Söke’de gözünüzün alabildiğince uzanan yeşilliğine, kahvelerde sizi bekleyen dost sohbetlerine dalacaksınız. Ortaklar’da yol üzerinde yediğiniz çöp şişin öyküsü olduğunu duyunca şaşıracaksınız. Milli yiyeceklerimizden olan köfteyi Aydın’da ‘dövme köfte’ olarak tanıyacaksınız. Bulgur ve etin taşlarla dövülerek yapıldığı dövme köftenin keşkekte olduğu gibi düğünlere has yemeklerden biri olduğunu öğreneceksiniz. “Düğüne davet edilmedim” diye sakın üzülmeyin, Aydın insanı sizi kucaklıyor. “Hoş geldin, iyi ki geldin” diyerek sizi en özel günlerinden birine kolayca davet ediyor, aileden biriymişçesine… Ege’nin güzelliğini taşıyan insanlarının yaşadıkları coğrafyaya hakkını verdiğini göreceksiniz.

YEMEKLERİN OLMAZSA OLMASI

Menderes Havzası’na bereket tanrıçasının eli değmiş midir bilinmez. Ancak Aydın’da yetişen ürün ve ot çeşitliliği bir semt pazarında gözünüzün önünde seyrederken bu soru aklınıza takılacaktır eminim. Patlıcanının siyah renginden dolayı ismi ile anılan Aydın patlıcanına, dağlarında yetişen kestanesinin bolluğuna, çeşidi çok o güzelim mantarlarına, enginarına, üzümüne, dünyaca ünlü incirine ve tabii ki zeytinine Aydın’da yok yok! Pazarlarını dolaştığınızda incirin her boyda satılan kurusunun yanında zeytinin her türlüsünü göreceğiniz de garanti. Meyve bolluğunun yanında yeşilin o sağlıklı albenisine kapılacaksınız. Antik çağlardan bu yana birçok özelliğini korumayı başarmış olan şehir, Ege mutfağının gerçek sahiplerinden de biri olduğunu her fırsatta size fısıldayacak. Yemeklerinin olmazsa olmazı ise zeytinyağı. Coğrafyanın kendine özgü dengesi beslenmesine de yansımış durumda. Hatta size küçük bir sır vereyim, en uzun yaşayan insanlarımız Aydın Nazilli’deler.

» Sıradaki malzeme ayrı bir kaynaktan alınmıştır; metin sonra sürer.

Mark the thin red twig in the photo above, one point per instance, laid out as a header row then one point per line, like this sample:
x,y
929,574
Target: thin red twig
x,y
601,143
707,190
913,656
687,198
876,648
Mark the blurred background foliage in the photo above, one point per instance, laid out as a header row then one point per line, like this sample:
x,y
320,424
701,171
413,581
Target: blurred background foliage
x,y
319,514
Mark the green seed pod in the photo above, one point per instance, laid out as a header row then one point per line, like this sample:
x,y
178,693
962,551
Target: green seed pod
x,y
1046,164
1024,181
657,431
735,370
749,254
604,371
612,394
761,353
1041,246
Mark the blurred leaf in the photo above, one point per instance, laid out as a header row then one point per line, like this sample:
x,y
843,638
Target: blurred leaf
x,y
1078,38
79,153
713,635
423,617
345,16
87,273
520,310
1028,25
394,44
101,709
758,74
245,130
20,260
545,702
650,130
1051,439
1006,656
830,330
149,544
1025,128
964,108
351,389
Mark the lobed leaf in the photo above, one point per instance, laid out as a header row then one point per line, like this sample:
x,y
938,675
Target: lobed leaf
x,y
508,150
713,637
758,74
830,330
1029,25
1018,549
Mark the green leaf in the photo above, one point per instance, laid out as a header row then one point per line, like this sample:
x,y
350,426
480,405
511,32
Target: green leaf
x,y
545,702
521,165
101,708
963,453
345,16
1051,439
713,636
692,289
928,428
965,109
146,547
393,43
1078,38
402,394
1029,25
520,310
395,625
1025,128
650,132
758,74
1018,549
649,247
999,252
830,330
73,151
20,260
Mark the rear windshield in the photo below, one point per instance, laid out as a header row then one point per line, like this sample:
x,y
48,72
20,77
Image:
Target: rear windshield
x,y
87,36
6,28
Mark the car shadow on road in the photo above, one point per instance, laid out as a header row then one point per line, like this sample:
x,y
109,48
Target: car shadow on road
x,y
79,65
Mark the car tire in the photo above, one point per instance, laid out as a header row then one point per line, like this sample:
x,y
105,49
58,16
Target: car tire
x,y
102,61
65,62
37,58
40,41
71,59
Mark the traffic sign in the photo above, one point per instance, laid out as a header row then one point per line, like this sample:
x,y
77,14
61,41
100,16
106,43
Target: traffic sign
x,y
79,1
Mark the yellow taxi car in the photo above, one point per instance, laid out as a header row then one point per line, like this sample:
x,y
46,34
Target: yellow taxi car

HER MEVSİM BOLLUK, BEREKET VAR

Ne ararsanız bulacağınız bu şehrin en önemli özelliğinin geçmişinden kalan o paha biçilemez kültürel değerinin ötesinde olduğunu söylemeliyim. Lezzet peşinden koşarken geçirdiğim seyahatlerin en kıymetlilerinden biri olarak tanımlayabilirim Aydın’ı. Şehrin, bereketinden sual olmayan toprakları ve bu topraklarda yetişen muhteşem ürünleri var. Bu çeşitlilik sizi şaşırtacak. Hangi mevsim giderseniz bolluk, bereket hep karşınıza çıkacak. Ve mevsimleri kendi tonlarında yaşayacaksınız Aydın’da.